ESH CLL 2022 | MBL: low vs. high count and CLL progression

I think that there are probably three major points. The first point is how can we identify, and if possible at the earliest stages as possible, those cases that have MBL, even MBL low, but they have a high risk of progression. At present, this is becoming easier and easier in MBL high count, but still at the moment, we don’t have variables that would help predicting progression in MBL low to MBL high in CLL. For sure, age plays a role in terms that if you detect an MBL, particularly an MBL low count at a very advanced stage, the time it will most probably take to develop CLL is longer than the life expectancy of that particular individual, but it might get a high relevance in younger adults with even very small CLL clones or CLL-like MBL clones. That’s the first point.

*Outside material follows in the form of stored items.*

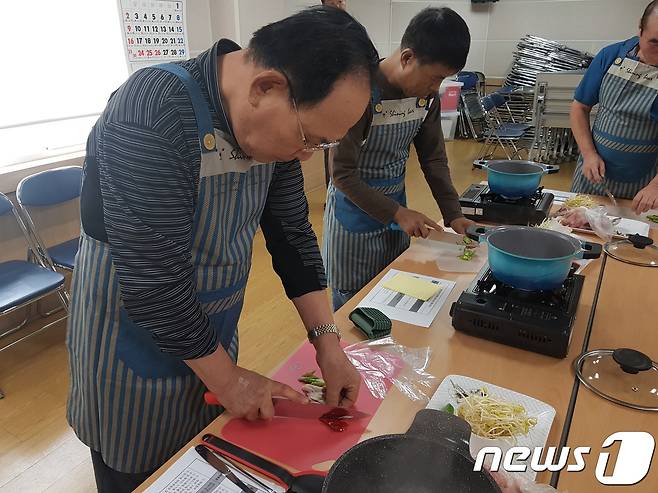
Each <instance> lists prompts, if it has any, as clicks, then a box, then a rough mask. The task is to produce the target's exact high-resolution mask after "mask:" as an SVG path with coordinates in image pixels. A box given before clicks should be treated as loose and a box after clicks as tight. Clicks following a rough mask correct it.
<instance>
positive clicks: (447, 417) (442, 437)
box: [406, 409, 471, 457]
mask: <svg viewBox="0 0 658 493" xmlns="http://www.w3.org/2000/svg"><path fill="white" fill-rule="evenodd" d="M406 435H409V436H417V437H421V438H423V439H425V440H434V441H438V439H439V438H440V439H443V440H448V441H450V442H452V443H454V444H455V447H456V448H457V450H458V451H459V452H461V453H463V454H465V455H466V456H467V457H469V456H470V449H469V440H470V438H471V425H469V424H468V423H467V422H466V421H465V420H463V419H462V418H460V417H458V416H455V415H453V414H448V413H446V412H444V411H439V410H437V409H421V410H420V411H418V412H417V413H416V417H415V418H414V422H413V423H411V426H410V427H409V430H408V431H407V433H406Z"/></svg>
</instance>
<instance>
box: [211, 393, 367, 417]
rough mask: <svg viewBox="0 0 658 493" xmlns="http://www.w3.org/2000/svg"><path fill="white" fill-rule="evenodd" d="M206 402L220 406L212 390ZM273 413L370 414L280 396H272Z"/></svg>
mask: <svg viewBox="0 0 658 493" xmlns="http://www.w3.org/2000/svg"><path fill="white" fill-rule="evenodd" d="M203 398H204V400H205V401H206V404H210V405H212V406H221V403H220V402H219V401H218V400H217V397H215V395H214V394H213V393H212V392H206V393H205V394H204V395H203ZM272 402H273V403H274V415H275V416H278V417H282V418H303V419H319V418H321V417H323V416H325V415H329V416H327V417H332V418H333V419H363V418H368V417H370V414H367V413H364V412H362V411H357V410H356V409H344V408H342V407H336V406H327V405H326V404H316V403H313V402H311V403H309V404H300V403H299V402H295V401H292V400H290V399H283V398H280V397H273V398H272Z"/></svg>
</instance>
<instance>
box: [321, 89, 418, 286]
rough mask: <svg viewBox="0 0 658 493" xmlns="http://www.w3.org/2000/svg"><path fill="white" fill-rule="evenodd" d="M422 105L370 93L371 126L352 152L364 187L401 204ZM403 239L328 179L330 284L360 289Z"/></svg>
mask: <svg viewBox="0 0 658 493" xmlns="http://www.w3.org/2000/svg"><path fill="white" fill-rule="evenodd" d="M428 108H429V104H428V102H427V100H426V99H424V98H405V99H391V100H381V99H380V98H378V97H377V96H376V95H374V96H373V120H372V126H371V128H370V133H369V135H368V138H367V140H366V142H365V143H364V145H363V147H362V148H361V152H360V154H359V157H358V172H359V175H360V177H361V179H362V180H363V181H364V182H365V183H366V184H367V185H368V186H370V187H372V188H373V189H374V190H376V191H378V192H380V193H383V194H385V195H387V196H388V197H390V198H392V199H393V200H395V201H396V202H398V203H399V204H401V205H403V206H406V195H405V188H404V177H405V171H406V165H407V160H408V159H409V149H410V146H411V143H412V142H413V139H414V137H416V135H417V134H418V131H419V130H420V127H421V125H422V123H423V121H424V120H425V118H426V117H427V111H428ZM409 242H410V239H409V236H408V235H407V234H406V233H404V232H403V231H400V230H396V229H393V228H392V227H391V225H389V224H382V223H380V222H379V221H377V220H376V219H374V218H372V217H370V216H369V215H368V214H367V213H365V212H364V211H363V210H361V209H360V208H359V207H358V206H357V205H356V204H354V202H352V201H351V200H350V199H349V198H347V196H346V195H345V194H344V193H343V192H341V191H340V190H338V189H337V188H336V187H335V186H334V183H333V180H331V181H330V183H329V187H328V190H327V205H326V208H325V213H324V234H323V241H322V257H323V259H324V264H325V269H326V272H327V278H328V282H329V285H330V286H331V287H332V288H334V289H340V290H357V289H361V288H362V287H363V286H364V285H365V284H367V283H368V282H369V281H370V280H371V279H372V278H373V277H375V276H376V275H377V274H379V273H380V272H381V271H382V269H384V267H386V266H387V265H388V264H390V263H391V262H392V261H393V260H394V259H395V258H397V257H398V256H399V255H400V254H401V253H402V252H404V251H405V250H406V249H407V248H409Z"/></svg>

The second point is why do we get these clones appearing so frequently? So, what is the reason to develop, in parallel with aging, these MBL clones now at the stage of low count MBL? Even if there is the general belief that B-cell receptor stimulation is probably the origin, there is no solid data really placing or identifying the list of causes and co-factors for developing MBL in adults.

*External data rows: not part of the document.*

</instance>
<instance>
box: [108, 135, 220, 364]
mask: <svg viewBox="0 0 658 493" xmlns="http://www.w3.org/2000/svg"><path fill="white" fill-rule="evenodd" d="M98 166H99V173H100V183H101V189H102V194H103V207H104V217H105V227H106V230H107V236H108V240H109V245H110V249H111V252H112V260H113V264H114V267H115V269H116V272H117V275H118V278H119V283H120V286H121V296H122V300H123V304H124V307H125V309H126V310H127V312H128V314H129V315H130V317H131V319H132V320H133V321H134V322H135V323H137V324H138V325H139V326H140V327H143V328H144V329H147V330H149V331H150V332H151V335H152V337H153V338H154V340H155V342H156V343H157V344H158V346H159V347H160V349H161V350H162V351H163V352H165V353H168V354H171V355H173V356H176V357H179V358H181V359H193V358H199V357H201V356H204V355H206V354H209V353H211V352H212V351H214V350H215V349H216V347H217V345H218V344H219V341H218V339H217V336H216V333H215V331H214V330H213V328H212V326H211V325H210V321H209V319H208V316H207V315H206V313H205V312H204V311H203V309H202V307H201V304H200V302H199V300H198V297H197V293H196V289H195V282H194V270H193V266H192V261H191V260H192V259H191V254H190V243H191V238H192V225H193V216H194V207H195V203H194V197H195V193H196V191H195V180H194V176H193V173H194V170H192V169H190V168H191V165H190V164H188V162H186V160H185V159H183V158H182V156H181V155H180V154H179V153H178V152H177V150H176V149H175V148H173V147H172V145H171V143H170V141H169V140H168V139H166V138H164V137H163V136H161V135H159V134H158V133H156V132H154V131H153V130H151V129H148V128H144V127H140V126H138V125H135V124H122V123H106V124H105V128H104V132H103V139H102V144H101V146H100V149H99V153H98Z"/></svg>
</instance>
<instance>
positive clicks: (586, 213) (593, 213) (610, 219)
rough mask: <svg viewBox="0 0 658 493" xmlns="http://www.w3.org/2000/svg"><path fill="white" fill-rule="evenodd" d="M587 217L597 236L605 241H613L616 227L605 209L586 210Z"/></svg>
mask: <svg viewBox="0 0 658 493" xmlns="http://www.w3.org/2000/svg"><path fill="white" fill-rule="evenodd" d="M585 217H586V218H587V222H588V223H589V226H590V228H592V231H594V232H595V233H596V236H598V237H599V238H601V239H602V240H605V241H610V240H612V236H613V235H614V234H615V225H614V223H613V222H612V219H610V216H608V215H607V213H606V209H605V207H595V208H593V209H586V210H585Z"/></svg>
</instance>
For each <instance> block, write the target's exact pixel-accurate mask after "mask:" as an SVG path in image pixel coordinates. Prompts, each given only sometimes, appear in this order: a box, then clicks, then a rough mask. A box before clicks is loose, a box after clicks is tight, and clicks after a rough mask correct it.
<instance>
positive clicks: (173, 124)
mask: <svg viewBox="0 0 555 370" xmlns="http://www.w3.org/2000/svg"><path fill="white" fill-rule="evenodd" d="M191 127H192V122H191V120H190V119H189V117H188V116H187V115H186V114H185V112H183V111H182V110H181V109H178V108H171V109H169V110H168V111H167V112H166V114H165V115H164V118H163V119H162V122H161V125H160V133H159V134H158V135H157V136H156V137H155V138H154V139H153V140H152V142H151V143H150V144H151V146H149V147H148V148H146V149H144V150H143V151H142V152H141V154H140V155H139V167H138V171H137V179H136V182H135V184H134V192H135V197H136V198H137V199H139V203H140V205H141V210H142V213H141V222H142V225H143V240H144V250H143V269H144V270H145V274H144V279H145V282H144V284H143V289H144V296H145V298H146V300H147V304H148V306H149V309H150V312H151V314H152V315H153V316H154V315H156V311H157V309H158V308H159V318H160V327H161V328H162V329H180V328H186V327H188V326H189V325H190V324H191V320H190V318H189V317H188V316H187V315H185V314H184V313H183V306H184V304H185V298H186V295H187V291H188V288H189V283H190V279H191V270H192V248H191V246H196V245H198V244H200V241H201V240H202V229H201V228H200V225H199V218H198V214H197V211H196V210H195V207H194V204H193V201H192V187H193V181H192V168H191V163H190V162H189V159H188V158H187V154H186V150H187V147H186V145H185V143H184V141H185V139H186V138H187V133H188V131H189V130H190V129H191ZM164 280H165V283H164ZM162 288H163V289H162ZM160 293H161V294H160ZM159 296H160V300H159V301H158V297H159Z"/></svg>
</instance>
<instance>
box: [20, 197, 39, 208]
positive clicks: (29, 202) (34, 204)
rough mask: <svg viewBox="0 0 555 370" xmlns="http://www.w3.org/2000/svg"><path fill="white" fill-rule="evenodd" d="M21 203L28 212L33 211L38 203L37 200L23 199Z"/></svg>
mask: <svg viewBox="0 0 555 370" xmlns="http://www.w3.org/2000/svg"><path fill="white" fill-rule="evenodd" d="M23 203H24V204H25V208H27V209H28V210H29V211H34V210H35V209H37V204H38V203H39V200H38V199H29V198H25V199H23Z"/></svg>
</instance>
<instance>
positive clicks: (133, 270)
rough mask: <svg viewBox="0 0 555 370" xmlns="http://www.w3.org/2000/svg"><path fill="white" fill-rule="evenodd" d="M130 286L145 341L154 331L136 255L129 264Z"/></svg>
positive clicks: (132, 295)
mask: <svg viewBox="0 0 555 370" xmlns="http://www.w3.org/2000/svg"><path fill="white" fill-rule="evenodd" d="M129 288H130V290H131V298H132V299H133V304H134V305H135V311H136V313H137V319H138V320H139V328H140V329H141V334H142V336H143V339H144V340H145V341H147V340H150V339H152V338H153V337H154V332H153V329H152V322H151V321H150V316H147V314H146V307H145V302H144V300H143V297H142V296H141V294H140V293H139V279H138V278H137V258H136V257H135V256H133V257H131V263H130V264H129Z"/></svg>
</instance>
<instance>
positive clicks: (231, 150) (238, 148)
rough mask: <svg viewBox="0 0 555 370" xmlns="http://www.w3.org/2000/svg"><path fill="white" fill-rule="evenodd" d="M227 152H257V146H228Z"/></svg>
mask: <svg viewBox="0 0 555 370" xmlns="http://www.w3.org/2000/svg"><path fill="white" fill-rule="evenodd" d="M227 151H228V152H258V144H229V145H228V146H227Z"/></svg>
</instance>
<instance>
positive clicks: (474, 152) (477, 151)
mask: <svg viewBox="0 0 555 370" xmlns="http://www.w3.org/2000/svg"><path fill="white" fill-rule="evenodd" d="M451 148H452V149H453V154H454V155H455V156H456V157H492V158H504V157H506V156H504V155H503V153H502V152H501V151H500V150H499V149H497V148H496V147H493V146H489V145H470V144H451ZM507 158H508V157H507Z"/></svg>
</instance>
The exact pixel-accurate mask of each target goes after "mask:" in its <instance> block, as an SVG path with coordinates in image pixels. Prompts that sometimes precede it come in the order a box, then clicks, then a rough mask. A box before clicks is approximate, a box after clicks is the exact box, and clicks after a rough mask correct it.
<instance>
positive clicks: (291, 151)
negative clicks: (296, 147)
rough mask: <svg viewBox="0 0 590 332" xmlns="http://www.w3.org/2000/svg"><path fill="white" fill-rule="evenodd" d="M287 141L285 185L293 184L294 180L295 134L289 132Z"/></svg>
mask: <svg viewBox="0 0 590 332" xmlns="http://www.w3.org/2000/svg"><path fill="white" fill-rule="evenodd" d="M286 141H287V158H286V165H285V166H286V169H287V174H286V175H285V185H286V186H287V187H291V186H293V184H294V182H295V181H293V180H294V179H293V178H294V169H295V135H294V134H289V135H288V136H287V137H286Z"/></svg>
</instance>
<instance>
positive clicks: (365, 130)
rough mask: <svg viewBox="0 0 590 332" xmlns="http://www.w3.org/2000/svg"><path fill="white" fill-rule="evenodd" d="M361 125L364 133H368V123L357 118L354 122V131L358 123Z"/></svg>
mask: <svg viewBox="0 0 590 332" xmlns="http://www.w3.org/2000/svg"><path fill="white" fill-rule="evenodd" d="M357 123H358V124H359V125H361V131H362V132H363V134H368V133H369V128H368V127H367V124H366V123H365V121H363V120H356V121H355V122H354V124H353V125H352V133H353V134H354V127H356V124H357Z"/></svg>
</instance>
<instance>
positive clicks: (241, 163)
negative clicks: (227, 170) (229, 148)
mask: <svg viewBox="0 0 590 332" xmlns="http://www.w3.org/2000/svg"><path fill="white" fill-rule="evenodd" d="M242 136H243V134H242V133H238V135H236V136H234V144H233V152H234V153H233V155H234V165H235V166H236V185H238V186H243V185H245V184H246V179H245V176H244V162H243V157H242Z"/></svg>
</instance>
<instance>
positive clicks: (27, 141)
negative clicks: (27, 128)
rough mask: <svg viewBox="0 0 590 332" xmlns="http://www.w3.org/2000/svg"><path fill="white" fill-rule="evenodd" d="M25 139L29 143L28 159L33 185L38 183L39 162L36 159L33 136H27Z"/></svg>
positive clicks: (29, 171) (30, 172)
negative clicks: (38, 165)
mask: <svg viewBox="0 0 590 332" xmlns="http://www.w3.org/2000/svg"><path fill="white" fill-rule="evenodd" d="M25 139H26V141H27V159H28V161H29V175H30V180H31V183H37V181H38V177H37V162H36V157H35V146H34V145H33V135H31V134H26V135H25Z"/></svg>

The third relevant part is what is the consequences of having for decades in your life, small clones of B-cells in the normal residual B-cells, and more generally in your immune system, and how this affects the known risk increased for infection and even severe infections? There, there is some preliminary data indicating that particularly the B-cell responses and structure are affected, but understanding why they are affected and what are the mechanisms involved remains a challenge.